Cumulative tournament scores, relative to par

|  | Birdie |  | Bogey |  | Double bogey |

Source:

=== Playoff ===
After 72 holes, Singh, DiMarco and Leonard were tied on 8 under par, requiring a three-hole aggregate playoff, over the 10th, 17th, and 18th holes. Singh, who had yet to make a birdie during the day, got off to fast start with a birdie at the 10th hole, a short par-4 at 361 yd. Singh nearly drove the green and left a simple pitch to 6 ft, while DiMarco and Leonard both made par.

Singh then laced a 3-iron to within 6 feet on the 236 yd par-3 17th, but missed the putt and all three men made par. Leonard and DiMarco needed to gain a stroke on Singh on the par-4 18th and neither came close — DiMarco in a bunker, Leonard so far away that he used a wedge to chip on the green. Neither finished the hole, and Singh's par secured his second PGA Championship and third career major. His 76 on Sunday was the highest final-round score ever by a PGA champion.
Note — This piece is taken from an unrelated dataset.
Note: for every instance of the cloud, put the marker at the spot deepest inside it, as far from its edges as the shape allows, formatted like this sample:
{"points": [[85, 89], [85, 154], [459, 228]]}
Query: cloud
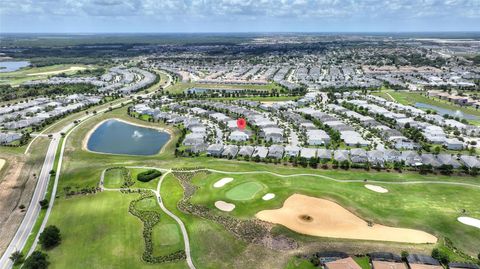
{"points": [[249, 13]]}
| Place | Player | Score | To par | Money ($) |
| 1 | FJI Vijay Singh | 3-3-4=10 | −1 | 1,125,000 |
| T2 | USA Chris DiMarco | 4-3-x=x | x | 800,000 |
| USA Justin Leonard | 4-3-x=x | x |

====Scorecard====
Playoff

| Hole | 10 | 17 | 18 |
|---|---|---|---|
| Par | 4 | 3 | 4 |
| FIJ Singh | −1 | −1 | −1 |
| USA DiMarco | E | E | x |
| USA Leonard | E | E | x |

Cumulative playoff scores, relative to par

== Quotes ==

It looked ugly, but it's the prettiest one, I think.
— Vijay Singh on his third major championship win.
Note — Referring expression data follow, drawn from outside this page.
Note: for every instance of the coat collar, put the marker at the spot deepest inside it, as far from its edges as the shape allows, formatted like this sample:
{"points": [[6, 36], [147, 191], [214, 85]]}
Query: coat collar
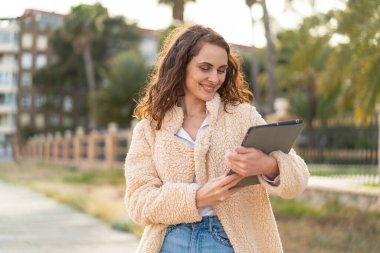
{"points": [[173, 119]]}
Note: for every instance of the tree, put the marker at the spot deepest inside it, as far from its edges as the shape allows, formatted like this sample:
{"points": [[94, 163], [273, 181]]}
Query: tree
{"points": [[269, 58], [353, 67], [178, 8], [116, 100], [82, 48], [84, 25], [254, 86], [303, 54]]}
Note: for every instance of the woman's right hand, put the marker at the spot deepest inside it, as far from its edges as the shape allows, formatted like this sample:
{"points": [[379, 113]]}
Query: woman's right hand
{"points": [[217, 190]]}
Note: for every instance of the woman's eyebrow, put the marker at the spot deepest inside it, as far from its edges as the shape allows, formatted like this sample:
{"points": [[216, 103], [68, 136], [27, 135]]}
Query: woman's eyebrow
{"points": [[209, 64]]}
It was sad to see someone win it the way I did. The putter kind of fell asleep. I got new life when (Leonard) missed the putt on the last hole.
— Vijay Singh on his final round.

This makes my year. I think this is the biggest accomplishment I've ever had in my whole career.
— Vijay Singh on his season that eventually won him PGA Player of the Year.
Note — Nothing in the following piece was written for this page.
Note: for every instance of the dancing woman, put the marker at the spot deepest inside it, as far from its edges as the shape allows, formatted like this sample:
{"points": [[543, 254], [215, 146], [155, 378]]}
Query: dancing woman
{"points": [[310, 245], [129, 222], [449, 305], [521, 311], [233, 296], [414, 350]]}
I missed about four putts inside 10 feet on the back nine. It's pretty hard to win a golf tournament, much less a major, when you do that.
— Justin Leonard on his putting woes on the back nine.

I didn't win, and it's very disappointing. It's not like I haven't traveled down this road before. And hopefully, it will be the same result.
— Tiger Woods after his tenth straight major without a win.

It's been a great year for me in the majors. I feel like I'm really onto something good, and I'm looking forward to next year. I'm sorry we have such a long way to go.
— Phil Mickelson on a year where he finished in the top six at all four majors.